Отрицательно качаю головой и тут же успокаиваю мужчину.
— Ничего страшного. Не стоит извинений. Я не замечала раньше за собой привычки говорить мысли вслух. Я Клара, — и протягиваю ладонь для рукопожатия, успевая рефлекторно вытереть пальцы об штаны на бедре.
— О, точно! Простите, мадмуазель, я не представился, — взволнованно закудахтал как петух и тряхнул головой. — Полуэктов Виктор Иванович, главный архитектор сие объекта.
И энергично пожимает мою руку. Я удивлена, что мужчина сразу замечает.
— Лев Николаевич попросил о вас позаботиться. Уточнить, что вам требуется для работы. А лично для меня — их сроки. Примерные.
Задумчиво оглядываюсь, стараясь прикинуть, как долго буду прорисовывать.
— Неделя. Может, чуть больше.
Мой ответ явно радует архитектора, так что он беззвучно хлопает в ладоши.
— Чудесно, моя дорогая. Это чудесно. Через пару часов запустят отопление и станет комфортнее.

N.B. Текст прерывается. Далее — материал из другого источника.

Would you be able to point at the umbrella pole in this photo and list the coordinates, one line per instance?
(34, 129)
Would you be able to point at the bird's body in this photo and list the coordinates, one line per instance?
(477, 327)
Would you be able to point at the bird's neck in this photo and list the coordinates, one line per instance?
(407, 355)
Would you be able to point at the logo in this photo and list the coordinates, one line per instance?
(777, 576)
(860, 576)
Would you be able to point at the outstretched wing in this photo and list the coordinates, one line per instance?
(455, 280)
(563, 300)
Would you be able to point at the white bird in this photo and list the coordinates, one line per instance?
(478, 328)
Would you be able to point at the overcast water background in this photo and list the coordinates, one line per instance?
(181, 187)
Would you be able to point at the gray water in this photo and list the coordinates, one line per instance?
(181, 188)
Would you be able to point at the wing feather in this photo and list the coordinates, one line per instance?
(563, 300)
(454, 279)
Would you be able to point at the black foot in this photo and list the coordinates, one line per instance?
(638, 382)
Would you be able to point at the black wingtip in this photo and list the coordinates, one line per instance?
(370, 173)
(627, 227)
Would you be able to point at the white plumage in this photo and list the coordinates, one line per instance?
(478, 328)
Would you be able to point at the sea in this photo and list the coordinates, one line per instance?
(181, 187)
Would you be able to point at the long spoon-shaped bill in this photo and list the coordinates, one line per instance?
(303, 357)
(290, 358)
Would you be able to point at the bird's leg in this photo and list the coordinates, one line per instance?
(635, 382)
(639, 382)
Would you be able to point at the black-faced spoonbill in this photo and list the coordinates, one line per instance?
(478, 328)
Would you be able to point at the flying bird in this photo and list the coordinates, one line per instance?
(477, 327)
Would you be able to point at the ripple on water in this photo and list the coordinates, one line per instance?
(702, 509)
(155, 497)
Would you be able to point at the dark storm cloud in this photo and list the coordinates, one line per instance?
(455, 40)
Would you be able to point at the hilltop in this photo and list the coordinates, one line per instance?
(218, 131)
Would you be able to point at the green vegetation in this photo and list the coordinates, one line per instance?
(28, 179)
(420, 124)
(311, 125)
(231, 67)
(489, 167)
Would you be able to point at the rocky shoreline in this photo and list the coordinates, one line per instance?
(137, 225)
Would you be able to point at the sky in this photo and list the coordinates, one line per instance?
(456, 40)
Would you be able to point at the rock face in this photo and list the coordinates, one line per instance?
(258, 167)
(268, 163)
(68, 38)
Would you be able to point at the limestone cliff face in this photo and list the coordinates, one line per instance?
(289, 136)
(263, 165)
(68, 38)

Благодарно улыбаюсь, так за неделю при такой температуре можно и примерзнуть к краскам.
— Я смотрю, вы уже делаете наброски. Позволите взглянуть? — тут же переключается Виктор Иванович и, получая мой молчаливый кивок, шагает внутрь комнаты.
Постукивая указательным пальцем по кончику своего орлиного носа, внимательно смотрит.
— Хорошо. Очень хорошо. Вы немного изменили мои наброски, — я тут же напрягаюсь, так как спорить с великим специалистом не хотелось. — Но я думаю, это хорошо. Мне нравится.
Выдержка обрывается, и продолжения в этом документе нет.